The Kansas City, Mo.-based firm let go of nearly 20 under-performing lawyers last month. Those cut loose included associates and nonequity partners, according to Law 360. News of the layoffs, which occurred in September, was first reported by Above the Law and confirmed to The Am Law Daily by the firm.
While those let go reportedly failed to meet their billable hour targets for 2009, the firm declined to get into specifics for the layoffs and would not specify how many lawyers had been affected.

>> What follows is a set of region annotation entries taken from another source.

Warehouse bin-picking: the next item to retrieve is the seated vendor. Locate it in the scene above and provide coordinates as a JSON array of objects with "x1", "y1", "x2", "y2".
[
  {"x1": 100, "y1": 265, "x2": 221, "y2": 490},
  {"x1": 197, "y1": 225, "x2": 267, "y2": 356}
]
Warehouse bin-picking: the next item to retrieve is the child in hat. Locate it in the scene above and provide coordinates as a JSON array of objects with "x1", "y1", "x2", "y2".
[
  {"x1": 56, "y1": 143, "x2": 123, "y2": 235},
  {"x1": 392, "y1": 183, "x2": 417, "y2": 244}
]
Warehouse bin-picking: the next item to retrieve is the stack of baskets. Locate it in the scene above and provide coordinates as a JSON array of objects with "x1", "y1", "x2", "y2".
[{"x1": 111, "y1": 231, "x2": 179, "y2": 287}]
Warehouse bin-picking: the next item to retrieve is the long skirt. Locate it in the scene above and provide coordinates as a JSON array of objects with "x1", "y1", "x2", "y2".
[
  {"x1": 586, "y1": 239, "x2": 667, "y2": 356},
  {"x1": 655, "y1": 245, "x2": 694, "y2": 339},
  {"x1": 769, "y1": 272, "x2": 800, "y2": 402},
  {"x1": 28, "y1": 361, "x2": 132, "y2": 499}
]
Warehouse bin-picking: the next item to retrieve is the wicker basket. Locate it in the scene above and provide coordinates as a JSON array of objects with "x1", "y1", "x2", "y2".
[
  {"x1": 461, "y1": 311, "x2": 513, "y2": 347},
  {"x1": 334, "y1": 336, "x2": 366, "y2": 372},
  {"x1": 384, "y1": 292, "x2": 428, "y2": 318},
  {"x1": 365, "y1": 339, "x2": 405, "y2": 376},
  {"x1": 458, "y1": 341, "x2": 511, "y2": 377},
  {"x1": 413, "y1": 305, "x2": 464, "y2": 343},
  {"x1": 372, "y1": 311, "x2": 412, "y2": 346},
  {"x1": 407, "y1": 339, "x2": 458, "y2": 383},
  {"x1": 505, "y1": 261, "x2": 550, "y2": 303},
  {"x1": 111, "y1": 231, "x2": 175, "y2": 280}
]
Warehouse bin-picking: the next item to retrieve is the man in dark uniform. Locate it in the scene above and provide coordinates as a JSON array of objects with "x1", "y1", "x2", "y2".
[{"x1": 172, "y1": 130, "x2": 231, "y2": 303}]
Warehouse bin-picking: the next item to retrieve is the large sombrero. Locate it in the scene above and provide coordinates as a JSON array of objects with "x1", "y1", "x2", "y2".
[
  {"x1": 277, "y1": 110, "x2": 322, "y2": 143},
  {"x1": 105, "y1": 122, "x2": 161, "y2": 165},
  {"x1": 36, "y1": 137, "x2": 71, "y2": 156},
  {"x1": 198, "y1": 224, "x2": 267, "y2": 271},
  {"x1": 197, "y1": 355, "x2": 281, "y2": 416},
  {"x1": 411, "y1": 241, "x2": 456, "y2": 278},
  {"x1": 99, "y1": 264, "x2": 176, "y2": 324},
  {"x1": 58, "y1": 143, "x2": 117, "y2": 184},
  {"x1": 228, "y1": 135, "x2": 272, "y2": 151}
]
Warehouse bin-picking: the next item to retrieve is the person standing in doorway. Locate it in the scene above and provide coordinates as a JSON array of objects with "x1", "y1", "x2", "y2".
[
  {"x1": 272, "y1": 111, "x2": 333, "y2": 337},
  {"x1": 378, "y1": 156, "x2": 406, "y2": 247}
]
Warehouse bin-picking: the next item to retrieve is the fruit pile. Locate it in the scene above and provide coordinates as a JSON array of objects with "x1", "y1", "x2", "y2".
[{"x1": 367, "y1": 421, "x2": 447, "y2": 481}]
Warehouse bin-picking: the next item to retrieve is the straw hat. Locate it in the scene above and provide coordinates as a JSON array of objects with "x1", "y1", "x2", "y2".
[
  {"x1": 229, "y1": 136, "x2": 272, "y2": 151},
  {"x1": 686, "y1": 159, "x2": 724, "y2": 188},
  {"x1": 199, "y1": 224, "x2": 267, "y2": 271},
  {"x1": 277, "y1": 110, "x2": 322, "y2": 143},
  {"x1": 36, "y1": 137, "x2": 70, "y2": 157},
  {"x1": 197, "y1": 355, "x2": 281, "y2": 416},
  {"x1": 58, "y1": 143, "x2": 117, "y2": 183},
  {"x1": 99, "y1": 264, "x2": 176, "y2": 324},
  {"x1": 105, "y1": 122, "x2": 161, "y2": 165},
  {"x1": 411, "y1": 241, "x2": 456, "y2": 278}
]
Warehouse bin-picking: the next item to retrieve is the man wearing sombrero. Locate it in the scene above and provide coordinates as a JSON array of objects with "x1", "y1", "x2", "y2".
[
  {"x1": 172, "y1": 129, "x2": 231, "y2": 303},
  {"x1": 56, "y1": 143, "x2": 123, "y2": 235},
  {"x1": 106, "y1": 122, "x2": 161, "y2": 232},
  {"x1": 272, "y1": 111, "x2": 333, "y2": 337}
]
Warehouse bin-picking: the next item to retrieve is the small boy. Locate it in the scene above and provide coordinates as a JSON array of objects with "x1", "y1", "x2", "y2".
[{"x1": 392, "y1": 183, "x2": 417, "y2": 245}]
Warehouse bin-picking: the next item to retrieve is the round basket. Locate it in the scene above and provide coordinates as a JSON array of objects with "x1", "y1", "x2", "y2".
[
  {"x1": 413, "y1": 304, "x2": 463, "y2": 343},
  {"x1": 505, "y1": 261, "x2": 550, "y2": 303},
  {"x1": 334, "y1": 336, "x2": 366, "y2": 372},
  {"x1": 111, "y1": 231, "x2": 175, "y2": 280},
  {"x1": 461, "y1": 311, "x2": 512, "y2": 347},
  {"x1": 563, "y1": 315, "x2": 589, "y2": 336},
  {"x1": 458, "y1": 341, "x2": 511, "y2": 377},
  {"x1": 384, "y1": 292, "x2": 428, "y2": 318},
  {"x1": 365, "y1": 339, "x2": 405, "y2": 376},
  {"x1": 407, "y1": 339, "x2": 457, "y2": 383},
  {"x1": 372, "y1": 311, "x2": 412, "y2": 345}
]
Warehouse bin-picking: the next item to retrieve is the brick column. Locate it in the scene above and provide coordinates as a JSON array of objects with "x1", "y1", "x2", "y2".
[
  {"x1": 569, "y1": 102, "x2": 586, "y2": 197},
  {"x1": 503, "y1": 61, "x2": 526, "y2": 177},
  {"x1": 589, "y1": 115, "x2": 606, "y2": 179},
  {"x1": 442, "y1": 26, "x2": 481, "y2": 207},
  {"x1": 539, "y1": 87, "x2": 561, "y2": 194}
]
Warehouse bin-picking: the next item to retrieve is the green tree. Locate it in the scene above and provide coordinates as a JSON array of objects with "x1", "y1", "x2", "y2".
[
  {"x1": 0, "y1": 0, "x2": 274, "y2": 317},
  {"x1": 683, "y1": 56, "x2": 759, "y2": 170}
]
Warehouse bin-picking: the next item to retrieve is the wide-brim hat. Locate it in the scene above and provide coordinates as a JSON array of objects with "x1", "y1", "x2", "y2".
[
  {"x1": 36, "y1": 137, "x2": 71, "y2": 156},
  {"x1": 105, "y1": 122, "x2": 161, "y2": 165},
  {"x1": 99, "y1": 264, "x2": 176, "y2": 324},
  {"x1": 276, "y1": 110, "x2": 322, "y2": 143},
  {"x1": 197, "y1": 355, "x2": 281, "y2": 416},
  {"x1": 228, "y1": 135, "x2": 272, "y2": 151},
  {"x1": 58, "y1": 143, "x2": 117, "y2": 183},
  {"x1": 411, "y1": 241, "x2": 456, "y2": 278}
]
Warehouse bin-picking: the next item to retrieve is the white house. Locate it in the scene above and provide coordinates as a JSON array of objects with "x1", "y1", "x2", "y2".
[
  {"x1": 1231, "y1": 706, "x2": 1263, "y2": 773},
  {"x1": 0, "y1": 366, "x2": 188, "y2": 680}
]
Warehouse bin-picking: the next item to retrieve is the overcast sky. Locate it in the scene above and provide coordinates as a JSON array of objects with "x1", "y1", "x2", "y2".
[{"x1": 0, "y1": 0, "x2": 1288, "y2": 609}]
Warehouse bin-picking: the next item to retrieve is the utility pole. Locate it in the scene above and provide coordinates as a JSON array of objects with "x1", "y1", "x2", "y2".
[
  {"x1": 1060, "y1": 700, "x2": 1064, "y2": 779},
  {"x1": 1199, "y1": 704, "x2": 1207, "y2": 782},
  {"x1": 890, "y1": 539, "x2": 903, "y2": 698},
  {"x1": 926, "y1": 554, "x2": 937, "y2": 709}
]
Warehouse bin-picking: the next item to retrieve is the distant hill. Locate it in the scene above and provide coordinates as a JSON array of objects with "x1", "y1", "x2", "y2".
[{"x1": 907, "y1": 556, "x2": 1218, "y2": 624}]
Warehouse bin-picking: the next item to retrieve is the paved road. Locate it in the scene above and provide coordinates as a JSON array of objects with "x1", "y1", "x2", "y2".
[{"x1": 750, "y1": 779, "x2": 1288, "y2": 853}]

"As is our firm's practice, we constantly monitor our attorney staffing to match the level of experience, expertise, and depth necessary to service our clients' workload needs," firm spokeswoman Susan Seilnacht said in an e-mail to The Am Law Daily. "At times, that includes adding lawyers and sometimes reducing our ranks."
In Husch Blackwell's last round of layoffs in March 2009, the firm let go 17 lawyers and 45 staffers.
The firm was formed in January 2008 through a merger between St. Louis-based Husch & Eppenberger and Kansas City's Blackwell Sanders. Six months later, the newly merged Husch Blackwell picked up Chicago IP boutique Welsh & Katz, leading The American Lawyer to wonder whether the firm was destined to join the ranks of The Am Law 100. (Click here for a subsequent profile of the firm from the magazine.)
Husch Blackwell broke into The Am Law 100 last year and according to the latest survey data had 565 lawyers and $289 million in gross revenues for 2009. Profits per each of the firm's 170 equity partners, which were an 11 percent decrease from the firm's 2008 totals, stood at $565,000. (In August, Husch Blackwell dropped the "Sanders" name from its shingle.)
Seilnacht, the firm spokeswoman, notes that Husch Blackwell recently made three lateral hires and welcomed 16 first-year associates to the firm in September. A diversity consultant writing for the New York Law Journal, a sibling publication, previously credited Husch Blackwell with ditching a lockstep salary structure and, in doing so, keeping more women from leaving the firm.